AA: Since I came back to Montreal last year [June 2009], they haven’t done anything. In 2007, on the request of my lawyers, Canada did ask the UN Security Council to take my name off the list. But I am not sure how hard they tried, because I am still on the list, even though Canada’s own security agencies say they have nothing against me!
IAM Journal:. Worse than that, the Canadian government is still imposing the sanctions on you. Canada should immediately stop imposing the sanctions on you; it is a clear violation of your rights and runs counter to all principles of justice, as the Federal Court of Canada ruled in June 2009. What are doing to try to get yourself off this list?
AA: The only way I can see is to try to push the government of Canada to act on my behalf. I met with all the opposition parties. We have a public campaign to put pressure on the government. I think it is a shame that the government of Canada, that is supposed to be democratic and claims to be civilized, acts this way – has put someone in this situation.

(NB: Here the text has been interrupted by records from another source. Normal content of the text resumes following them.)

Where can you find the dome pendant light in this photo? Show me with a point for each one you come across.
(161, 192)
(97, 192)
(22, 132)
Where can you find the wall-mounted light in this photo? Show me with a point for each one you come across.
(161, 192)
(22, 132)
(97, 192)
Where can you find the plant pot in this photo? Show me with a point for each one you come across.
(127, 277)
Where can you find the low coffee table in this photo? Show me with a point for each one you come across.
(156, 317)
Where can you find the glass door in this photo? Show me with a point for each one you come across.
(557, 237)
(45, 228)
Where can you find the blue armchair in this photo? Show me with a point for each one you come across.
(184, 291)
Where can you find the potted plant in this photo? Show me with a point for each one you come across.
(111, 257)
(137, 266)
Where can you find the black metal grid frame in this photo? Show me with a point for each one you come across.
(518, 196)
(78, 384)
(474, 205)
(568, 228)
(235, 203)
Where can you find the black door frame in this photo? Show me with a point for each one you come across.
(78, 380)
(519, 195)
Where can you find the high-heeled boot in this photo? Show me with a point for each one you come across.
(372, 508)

IAM Journal: Your campaign is gaining a lot of support. Organized labour is taking a strong position in support of your rights as a worker in the “Just work! Work against the 1267 prison” campaign. Why is this important to others? Why should other people support you, defend your right to work freely, and oppose this list?
AA: In the first place, I am a fellow human being. I share the same place, air, future with the rest of the people of Canada; I am one of you. That’s why people should support me! The way I see it, people all together are like a building. If you take bricks from the building, it falls down. If all the bricks stay together, the building can be built high and strong. We are like a body – if one part hurts, the whole body can’t rest.

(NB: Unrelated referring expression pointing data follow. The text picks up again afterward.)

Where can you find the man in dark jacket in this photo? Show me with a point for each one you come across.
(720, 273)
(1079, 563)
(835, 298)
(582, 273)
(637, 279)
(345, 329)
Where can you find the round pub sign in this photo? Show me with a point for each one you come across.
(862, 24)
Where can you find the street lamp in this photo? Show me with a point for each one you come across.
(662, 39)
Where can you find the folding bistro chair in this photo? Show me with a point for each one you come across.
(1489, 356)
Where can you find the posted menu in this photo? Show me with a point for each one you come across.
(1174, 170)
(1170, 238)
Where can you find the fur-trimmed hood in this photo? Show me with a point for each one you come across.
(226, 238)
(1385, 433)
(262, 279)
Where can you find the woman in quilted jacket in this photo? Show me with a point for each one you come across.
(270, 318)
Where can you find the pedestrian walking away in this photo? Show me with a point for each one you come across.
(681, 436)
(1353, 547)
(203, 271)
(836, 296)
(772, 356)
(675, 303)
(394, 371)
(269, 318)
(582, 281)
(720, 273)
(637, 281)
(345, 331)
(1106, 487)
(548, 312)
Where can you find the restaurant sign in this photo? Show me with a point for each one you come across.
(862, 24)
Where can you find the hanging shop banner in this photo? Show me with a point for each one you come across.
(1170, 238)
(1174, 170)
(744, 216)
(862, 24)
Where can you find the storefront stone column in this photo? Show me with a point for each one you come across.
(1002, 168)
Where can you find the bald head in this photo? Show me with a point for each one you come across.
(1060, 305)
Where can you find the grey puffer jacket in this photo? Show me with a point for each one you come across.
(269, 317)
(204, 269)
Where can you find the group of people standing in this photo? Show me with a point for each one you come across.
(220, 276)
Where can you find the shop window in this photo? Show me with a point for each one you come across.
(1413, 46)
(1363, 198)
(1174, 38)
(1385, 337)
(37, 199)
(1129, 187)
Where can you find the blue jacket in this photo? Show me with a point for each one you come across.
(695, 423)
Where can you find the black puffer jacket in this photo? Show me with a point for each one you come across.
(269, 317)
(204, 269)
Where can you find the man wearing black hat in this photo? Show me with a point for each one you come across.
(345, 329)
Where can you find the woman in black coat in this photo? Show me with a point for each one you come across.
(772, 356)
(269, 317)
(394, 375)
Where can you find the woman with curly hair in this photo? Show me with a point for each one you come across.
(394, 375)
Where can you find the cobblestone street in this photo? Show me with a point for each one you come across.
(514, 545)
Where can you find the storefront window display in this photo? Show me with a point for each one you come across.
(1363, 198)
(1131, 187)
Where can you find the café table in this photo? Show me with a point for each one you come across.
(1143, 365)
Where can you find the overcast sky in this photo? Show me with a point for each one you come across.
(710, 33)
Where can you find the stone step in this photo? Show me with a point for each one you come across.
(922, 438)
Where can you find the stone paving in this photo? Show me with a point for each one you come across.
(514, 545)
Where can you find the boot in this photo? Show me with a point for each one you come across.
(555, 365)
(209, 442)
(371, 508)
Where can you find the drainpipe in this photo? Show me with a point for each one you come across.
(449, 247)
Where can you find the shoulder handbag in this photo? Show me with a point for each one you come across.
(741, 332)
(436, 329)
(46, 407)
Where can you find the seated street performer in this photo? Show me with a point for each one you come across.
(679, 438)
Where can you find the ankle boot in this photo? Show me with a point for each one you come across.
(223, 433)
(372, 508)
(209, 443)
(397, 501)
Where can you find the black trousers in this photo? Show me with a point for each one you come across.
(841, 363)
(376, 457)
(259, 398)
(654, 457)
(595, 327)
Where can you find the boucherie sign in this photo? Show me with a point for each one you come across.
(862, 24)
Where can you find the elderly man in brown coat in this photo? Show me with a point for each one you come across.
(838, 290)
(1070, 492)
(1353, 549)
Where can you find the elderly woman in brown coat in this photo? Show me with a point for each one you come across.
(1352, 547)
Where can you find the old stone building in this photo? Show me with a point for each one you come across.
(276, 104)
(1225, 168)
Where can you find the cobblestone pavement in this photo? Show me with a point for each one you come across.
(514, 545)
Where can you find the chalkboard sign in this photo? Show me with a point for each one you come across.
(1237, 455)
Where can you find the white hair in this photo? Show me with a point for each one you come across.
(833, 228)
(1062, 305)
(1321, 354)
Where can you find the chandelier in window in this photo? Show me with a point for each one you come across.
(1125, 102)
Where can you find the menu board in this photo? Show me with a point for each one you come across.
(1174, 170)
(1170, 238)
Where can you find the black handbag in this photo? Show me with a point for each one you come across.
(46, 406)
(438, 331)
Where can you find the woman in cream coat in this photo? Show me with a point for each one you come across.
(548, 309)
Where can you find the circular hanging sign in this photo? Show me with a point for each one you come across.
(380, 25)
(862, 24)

Right now Muslims are being targeted. And maybe this kind of thing can be done to people who are black like me. But this is a kind of disease that spreads: if the government is allowed to act this way with me, later it may affect other groups. People have to stand together to put an end to it.
I fully believe that people in my home Canada will support me, and particularly those of us who share a room in that home as machinists.